Expansão chinesa na infraestrutura regional
O projeto em Basra se insere em um contexto mais amplo de investimentos chineses em infraestrutura na Ásia Ocidental. Nos últimos anos, empresas estatais da China têm intensificado sua presença na região, especialmente em setores estratégicos como energia, transporte e recursos hídricos.
Em abril deste ano, por exemplo, a Sinopec e a Aramco Asia Singapore selaram um acordo de US$ 4 bilhões para a criação da Fujian Sinopec Aramco Refining & Petrochemical Co., uma joint venture voltada para a logística de petróleo bruto no Porto de Gulei, em Zhangzhou, na China. O entendimento reforça os planos da Aramco de exportar até 1 milhão de barris por dia para projetos de refino na China.
Entre 2021 e outubro de 2024, a China se tornou a maior fonte de investimento estrangeiro direto (IED) greenfield na Arábia Saudita, com aportes de US$ 21,6 bilhões — sendo um terço deles destinados a projetos de energia limpa. O reforço da presença chinesa no reino também se reflete em parcerias em inteligência artificial, tecnologia e mobilidade urbana.
Presença chinesa no Irã e na Turquia
Já no Irã, os investimentos chineses somam menos de US$ 5 bilhões desde 2007, mas abrangem projetos de grande relevância, como o campo petrolífero de Yadavaran, a ferrovia Teerã-Mashhad e o bonde de Qazvin. Além disso, há planos para um projeto solar de € 1 bilhão (US$ 1,09 bilhão) e uma siderúrgica de US$ 350 milhões. No entanto, alguns projetos envolvendo o gigantesco campo de gás South Pars foram adiados devido à pressão exercida pelos Estados Unidos.
Na Turquia, empresas chinesas como a China Sunergy, a Talesun, a Yingli e a NARI têm investido na produção de energia solar. A China Sunergy, por exemplo, aplicou cerca de US$ 600 milhões em Istambul para fabricar painéis fotovoltaicos destinados à exportação para o mercado europeu.
Um novo capítulo para a infraestrutura regional
Com a expansão de sua atuação em projetos de infraestrutura, a China reforça seu papel como parceira estratégica para países da Ásia Ocidental que buscam alternativas para superar desafios energéticos e hídricos. Para especialistas, a entrada de empresas como a PowerChina não apenas traz capital e tecnologia, mas também redefine o equilíbrio geopolítico da região.
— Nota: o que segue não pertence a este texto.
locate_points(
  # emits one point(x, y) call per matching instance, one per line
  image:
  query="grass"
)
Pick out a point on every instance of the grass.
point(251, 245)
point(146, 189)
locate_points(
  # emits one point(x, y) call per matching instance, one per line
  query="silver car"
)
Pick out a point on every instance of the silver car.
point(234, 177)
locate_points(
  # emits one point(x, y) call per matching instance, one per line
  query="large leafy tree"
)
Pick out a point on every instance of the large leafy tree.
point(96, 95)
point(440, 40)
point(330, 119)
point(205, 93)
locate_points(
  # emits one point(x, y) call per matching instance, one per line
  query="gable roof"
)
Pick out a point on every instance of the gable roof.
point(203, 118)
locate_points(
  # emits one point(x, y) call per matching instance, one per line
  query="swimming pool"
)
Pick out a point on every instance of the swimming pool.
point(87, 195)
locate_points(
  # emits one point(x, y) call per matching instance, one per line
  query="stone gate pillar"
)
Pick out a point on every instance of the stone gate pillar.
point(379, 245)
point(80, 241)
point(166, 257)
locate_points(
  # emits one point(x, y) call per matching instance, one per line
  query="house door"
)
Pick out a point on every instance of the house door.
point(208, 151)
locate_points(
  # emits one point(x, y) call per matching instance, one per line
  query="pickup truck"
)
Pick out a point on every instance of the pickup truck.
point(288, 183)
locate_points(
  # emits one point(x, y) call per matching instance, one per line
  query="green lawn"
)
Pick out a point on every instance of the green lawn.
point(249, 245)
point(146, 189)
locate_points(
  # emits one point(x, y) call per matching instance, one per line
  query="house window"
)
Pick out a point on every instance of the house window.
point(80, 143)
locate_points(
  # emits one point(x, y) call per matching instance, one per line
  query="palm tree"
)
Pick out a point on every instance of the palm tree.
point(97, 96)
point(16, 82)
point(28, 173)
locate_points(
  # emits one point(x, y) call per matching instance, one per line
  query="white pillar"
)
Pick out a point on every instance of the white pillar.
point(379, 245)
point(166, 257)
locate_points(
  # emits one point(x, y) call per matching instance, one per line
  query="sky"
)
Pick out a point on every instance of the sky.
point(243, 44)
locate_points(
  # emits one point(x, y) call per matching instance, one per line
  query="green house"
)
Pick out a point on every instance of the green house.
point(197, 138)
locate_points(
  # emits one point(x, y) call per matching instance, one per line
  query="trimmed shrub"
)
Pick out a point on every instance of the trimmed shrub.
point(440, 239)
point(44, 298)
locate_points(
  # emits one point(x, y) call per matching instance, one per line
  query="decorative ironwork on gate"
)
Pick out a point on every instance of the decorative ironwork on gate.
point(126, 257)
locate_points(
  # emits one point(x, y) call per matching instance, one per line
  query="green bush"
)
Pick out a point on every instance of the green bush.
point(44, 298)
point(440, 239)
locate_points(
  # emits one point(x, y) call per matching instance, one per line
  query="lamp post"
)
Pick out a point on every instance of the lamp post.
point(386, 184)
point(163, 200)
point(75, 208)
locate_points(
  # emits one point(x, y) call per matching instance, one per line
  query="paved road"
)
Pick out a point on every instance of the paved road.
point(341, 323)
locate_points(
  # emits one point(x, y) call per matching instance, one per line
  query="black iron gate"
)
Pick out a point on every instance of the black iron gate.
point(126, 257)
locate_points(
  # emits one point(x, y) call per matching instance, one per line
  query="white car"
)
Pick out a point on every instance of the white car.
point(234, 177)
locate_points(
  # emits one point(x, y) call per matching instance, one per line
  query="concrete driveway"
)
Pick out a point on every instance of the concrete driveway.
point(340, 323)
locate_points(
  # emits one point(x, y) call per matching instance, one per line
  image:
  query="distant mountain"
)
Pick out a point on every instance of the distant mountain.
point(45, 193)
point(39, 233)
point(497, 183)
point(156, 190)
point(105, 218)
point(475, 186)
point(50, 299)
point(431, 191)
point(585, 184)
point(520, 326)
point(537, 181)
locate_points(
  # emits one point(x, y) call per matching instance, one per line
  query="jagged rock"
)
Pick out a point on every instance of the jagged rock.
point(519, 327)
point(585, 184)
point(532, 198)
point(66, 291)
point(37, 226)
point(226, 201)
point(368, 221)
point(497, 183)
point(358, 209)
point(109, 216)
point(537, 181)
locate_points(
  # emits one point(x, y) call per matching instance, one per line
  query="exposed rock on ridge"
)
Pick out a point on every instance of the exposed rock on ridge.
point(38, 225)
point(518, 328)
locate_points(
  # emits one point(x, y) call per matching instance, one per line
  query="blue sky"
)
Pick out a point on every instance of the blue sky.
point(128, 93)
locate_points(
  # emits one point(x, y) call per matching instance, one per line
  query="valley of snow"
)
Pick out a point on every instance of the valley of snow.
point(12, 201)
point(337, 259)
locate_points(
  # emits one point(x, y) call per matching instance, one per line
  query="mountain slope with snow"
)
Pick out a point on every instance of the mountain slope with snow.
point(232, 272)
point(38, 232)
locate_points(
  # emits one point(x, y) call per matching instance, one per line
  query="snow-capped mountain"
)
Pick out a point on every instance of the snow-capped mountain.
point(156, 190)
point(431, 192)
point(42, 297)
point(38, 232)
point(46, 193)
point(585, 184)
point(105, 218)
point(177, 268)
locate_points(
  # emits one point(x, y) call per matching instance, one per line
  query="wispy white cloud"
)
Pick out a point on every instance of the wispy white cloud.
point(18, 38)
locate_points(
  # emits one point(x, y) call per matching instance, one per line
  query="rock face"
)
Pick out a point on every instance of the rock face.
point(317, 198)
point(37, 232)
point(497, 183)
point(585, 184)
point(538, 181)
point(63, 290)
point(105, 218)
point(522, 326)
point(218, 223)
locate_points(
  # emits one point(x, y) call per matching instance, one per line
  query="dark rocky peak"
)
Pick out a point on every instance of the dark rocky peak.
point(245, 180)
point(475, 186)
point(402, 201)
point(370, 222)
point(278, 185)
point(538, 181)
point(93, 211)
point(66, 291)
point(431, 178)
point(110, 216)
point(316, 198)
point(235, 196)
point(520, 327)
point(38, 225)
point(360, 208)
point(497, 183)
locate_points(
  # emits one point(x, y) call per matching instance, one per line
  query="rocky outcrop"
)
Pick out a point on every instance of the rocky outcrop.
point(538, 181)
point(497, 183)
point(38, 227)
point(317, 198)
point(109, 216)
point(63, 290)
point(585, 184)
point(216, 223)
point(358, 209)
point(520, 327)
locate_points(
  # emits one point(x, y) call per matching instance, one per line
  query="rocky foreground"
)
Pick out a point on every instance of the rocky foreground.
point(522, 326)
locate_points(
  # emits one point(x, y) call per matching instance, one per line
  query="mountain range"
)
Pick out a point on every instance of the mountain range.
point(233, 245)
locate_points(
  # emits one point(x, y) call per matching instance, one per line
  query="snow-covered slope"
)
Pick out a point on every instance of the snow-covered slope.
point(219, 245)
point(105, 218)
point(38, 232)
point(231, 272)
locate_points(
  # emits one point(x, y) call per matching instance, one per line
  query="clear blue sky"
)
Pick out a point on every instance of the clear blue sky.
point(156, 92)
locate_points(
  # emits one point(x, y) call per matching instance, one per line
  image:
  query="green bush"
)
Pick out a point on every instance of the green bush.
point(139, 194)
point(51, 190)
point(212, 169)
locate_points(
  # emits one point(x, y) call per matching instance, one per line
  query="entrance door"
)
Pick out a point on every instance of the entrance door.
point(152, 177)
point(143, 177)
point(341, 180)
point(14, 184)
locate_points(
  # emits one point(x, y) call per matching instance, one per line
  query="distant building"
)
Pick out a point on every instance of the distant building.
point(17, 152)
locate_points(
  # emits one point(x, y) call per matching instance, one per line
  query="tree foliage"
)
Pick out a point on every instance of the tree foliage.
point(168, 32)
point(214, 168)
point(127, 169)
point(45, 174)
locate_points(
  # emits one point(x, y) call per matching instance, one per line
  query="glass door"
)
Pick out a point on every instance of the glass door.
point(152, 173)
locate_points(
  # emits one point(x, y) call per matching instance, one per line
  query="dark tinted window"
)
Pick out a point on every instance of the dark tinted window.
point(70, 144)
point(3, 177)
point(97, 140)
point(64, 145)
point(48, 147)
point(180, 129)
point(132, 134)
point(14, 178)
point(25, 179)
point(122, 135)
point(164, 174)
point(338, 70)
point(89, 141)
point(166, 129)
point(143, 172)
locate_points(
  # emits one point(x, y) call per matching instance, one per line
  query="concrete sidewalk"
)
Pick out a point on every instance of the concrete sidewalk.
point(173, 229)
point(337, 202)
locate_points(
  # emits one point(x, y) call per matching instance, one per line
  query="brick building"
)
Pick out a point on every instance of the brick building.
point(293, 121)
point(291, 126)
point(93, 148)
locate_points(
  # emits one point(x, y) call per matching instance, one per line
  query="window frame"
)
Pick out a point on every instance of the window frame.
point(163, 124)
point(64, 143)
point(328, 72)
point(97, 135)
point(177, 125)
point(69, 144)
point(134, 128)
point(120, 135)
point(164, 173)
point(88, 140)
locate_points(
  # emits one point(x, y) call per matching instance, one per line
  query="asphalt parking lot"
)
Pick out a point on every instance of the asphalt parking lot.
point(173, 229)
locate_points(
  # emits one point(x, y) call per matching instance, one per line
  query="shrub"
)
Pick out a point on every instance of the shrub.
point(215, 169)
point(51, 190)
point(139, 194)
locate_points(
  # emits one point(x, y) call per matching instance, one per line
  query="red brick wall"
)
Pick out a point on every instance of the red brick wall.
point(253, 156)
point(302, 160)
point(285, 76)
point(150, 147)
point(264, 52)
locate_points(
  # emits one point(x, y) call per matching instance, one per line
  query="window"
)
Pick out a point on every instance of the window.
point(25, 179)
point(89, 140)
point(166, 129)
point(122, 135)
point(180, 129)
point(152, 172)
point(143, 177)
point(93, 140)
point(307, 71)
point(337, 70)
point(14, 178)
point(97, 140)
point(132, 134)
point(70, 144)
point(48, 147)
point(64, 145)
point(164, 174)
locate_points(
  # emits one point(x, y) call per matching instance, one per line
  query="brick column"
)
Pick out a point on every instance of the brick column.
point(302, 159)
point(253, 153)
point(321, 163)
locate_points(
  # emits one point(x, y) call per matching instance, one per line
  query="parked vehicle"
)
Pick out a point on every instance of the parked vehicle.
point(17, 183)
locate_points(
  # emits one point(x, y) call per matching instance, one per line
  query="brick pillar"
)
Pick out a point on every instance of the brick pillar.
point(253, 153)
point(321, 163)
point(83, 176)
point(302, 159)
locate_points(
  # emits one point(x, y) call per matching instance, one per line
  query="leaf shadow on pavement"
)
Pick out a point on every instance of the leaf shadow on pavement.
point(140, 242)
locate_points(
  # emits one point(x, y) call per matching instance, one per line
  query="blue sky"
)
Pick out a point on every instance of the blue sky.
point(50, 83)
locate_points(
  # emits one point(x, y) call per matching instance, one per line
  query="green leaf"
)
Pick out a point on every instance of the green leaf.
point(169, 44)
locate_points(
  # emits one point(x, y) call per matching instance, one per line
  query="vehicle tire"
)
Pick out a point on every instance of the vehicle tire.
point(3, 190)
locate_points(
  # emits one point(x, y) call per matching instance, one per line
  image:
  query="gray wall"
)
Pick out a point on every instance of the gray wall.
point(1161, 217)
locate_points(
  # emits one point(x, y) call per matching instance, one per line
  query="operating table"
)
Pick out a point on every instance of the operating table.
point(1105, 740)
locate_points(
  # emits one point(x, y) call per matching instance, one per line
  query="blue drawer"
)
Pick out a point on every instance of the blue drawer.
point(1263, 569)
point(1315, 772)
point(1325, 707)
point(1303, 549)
No caso do Iraque, a parceria com a China representa uma aposta na modernização do setor hídrico e na melhoria da qualidade de vida da população. Para o governo iraquiano, o projeto de Basra é apenas o primeiro de uma série de iniciativas que devem transformar a infraestrutura do país nos próximos anos.
Com o horizonte de 2030 cada vez mais próximo, a corrida por investimentos sustentáveis e soluções inovadoras ganha força — e a China parece estar bem posicionada para liderar essa transformação.